An industrial machinery maker is the kind of company where you would expect to see old-school, bottom line-driven thinking driving organizational decisions. Yet nothing could be further from the truth. In fact, the company explicitly states that it measures success by the way it touches the lives of people.

External Stakeholders—Community
Healthy decisions about a company’s external stakeholders go beyond just following the rules and not poisoning the air or water with industrial contaminants. (Even Milton Friedman added the caveat that firms must compete without “deception or fraud.”) But the deindustrialization of large swaths of the country over the past 40 years have shown the danger of just meeting that bare minimum. Private equity firms that loaded companies with debt, stripped assets, and outsourced manufacturing left depressed, opioid-ridden communities in their wake. The private equity owners made out fine, but the larger communities were devastated. 

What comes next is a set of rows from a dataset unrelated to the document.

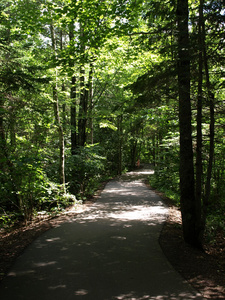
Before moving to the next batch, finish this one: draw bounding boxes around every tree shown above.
[177,0,201,248]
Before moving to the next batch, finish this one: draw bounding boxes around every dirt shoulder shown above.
[156,190,225,299]
[0,186,225,299]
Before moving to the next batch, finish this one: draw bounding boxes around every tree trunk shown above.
[202,0,215,213]
[78,24,88,146]
[195,0,204,239]
[69,20,77,155]
[50,25,65,190]
[87,63,94,145]
[177,0,201,247]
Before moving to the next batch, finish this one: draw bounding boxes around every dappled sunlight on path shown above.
[0,166,202,300]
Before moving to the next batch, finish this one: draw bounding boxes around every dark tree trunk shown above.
[69,20,77,155]
[50,25,65,190]
[177,0,201,247]
[196,0,204,236]
[70,76,77,155]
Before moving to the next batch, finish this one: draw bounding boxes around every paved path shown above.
[0,170,202,300]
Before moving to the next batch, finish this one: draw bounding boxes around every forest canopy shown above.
[0,0,225,247]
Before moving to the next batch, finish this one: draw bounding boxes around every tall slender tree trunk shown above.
[78,24,88,146]
[177,0,201,247]
[87,63,94,145]
[202,12,215,209]
[69,21,77,155]
[195,0,204,239]
[50,25,65,190]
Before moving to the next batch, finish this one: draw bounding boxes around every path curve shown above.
[0,169,203,300]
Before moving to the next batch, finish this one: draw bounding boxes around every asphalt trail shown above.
[0,170,203,300]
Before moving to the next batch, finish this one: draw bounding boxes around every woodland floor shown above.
[0,182,225,299]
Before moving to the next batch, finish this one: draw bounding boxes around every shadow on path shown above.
[0,170,202,300]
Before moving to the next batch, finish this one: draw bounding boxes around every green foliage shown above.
[66,144,106,199]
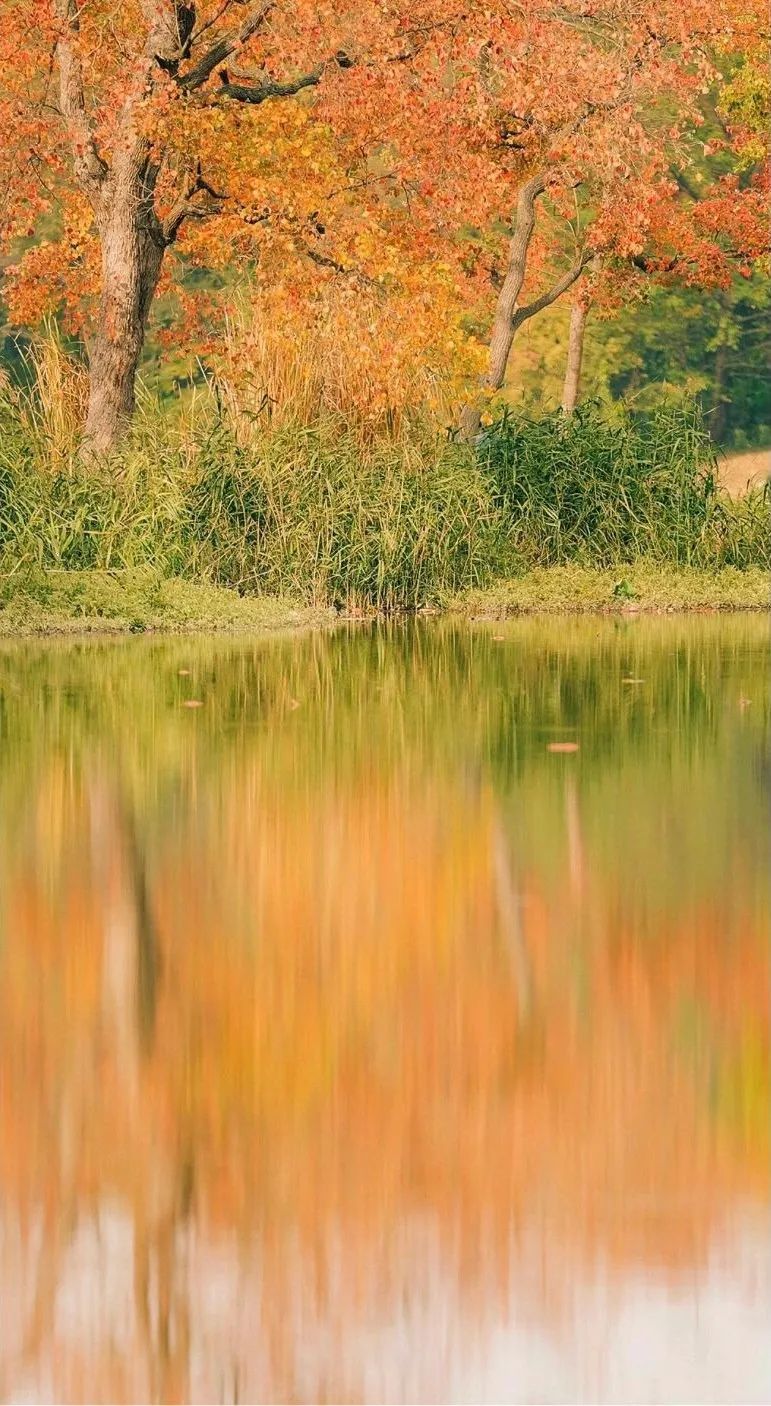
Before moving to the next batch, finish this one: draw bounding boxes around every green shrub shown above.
[480,402,768,567]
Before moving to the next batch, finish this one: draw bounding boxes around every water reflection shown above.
[0,619,771,1400]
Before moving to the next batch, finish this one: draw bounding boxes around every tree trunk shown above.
[563,298,588,415]
[709,342,730,444]
[84,198,163,454]
[460,173,546,440]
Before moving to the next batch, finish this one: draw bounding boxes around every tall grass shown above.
[0,344,771,610]
[480,402,768,565]
[0,379,505,610]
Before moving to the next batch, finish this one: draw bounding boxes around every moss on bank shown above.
[449,561,771,617]
[0,569,335,636]
[0,562,770,636]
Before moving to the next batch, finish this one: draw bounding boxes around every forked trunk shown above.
[563,298,588,415]
[459,172,592,440]
[460,173,546,440]
[84,202,163,454]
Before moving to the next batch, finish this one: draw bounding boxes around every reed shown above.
[0,342,771,610]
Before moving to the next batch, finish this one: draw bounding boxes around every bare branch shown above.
[56,0,107,205]
[511,249,594,330]
[177,0,276,93]
[159,162,227,245]
[219,63,326,105]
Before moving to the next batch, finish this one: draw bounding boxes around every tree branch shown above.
[511,249,594,329]
[177,0,276,93]
[159,163,227,245]
[219,63,326,105]
[56,0,108,205]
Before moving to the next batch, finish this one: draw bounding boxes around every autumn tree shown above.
[430,0,761,436]
[1,0,444,450]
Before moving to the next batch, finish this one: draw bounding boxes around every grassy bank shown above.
[0,562,770,637]
[0,569,335,637]
[0,362,771,628]
[447,561,771,619]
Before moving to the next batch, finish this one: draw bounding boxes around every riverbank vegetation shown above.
[0,347,771,619]
[0,0,771,621]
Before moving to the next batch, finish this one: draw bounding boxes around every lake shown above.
[0,616,771,1402]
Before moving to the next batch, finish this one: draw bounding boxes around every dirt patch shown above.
[719,449,771,498]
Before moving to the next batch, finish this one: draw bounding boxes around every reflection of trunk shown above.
[91,780,159,1101]
[711,342,729,444]
[492,817,533,1021]
[91,778,193,1400]
[563,298,588,415]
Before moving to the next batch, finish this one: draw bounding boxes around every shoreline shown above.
[0,562,771,640]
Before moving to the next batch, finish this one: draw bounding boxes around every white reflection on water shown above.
[3,1205,771,1402]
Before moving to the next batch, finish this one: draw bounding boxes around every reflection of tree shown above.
[0,629,767,1399]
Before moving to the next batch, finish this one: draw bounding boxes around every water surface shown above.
[0,617,771,1402]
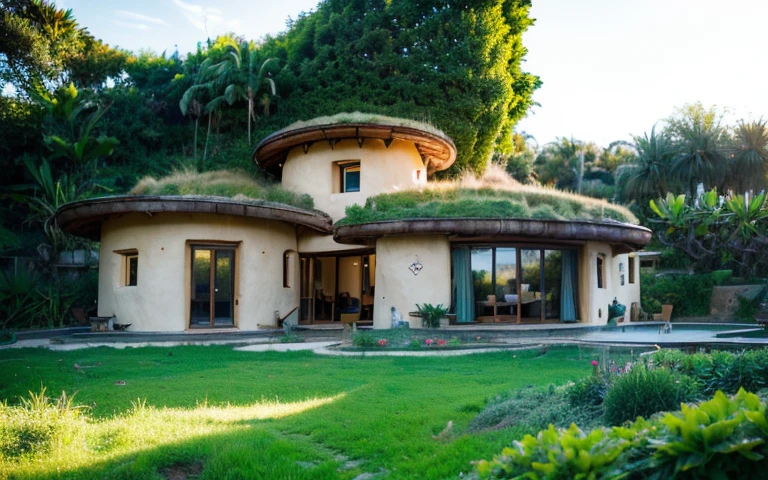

Healthy companies understand that they have a vital role to play in the health of the communities in which they operate. More significantly, they see that investing in their communities leads to the highly sought after “win-win.” James and Deborah Fallows, in their book Our Towns, point to the numerous small cities where companies collaborate with local governments and non-profits to improve education. For example, in Greenville, South Carolina, GE, Michelin, BMW, Duke Energy, and many other companies have helped create the A.J. Whittenberg Elementary School of Engineering. Yes—an elementary school for budding engineers, pre-K through grade 5 (10 years old). The school is located in an economically distressed part of town, with high poverty, unemployment, crime, and single parent households. But these companies aren’t investing in the school out of some sense of corporate altruism. They’re investing because this is the source of their future workers. While they’d certainly be financially healthier today if they saved their money, they’d be shortchanging their long-term success if they allowed the surrounding community to decay. 

What makes for a healthy company? It’s a lot more than a healthy balance sheet, although that’s certainly a necessary—but not sufficient—precondition. Healthy firms make decisions that improve the health of all stakeholders, both internal and external. They make decisions with a long term perspective, not just the next quarter’s earnings. And in a world rocked by the COVID pandemic, that’s a welcome dose of medicine.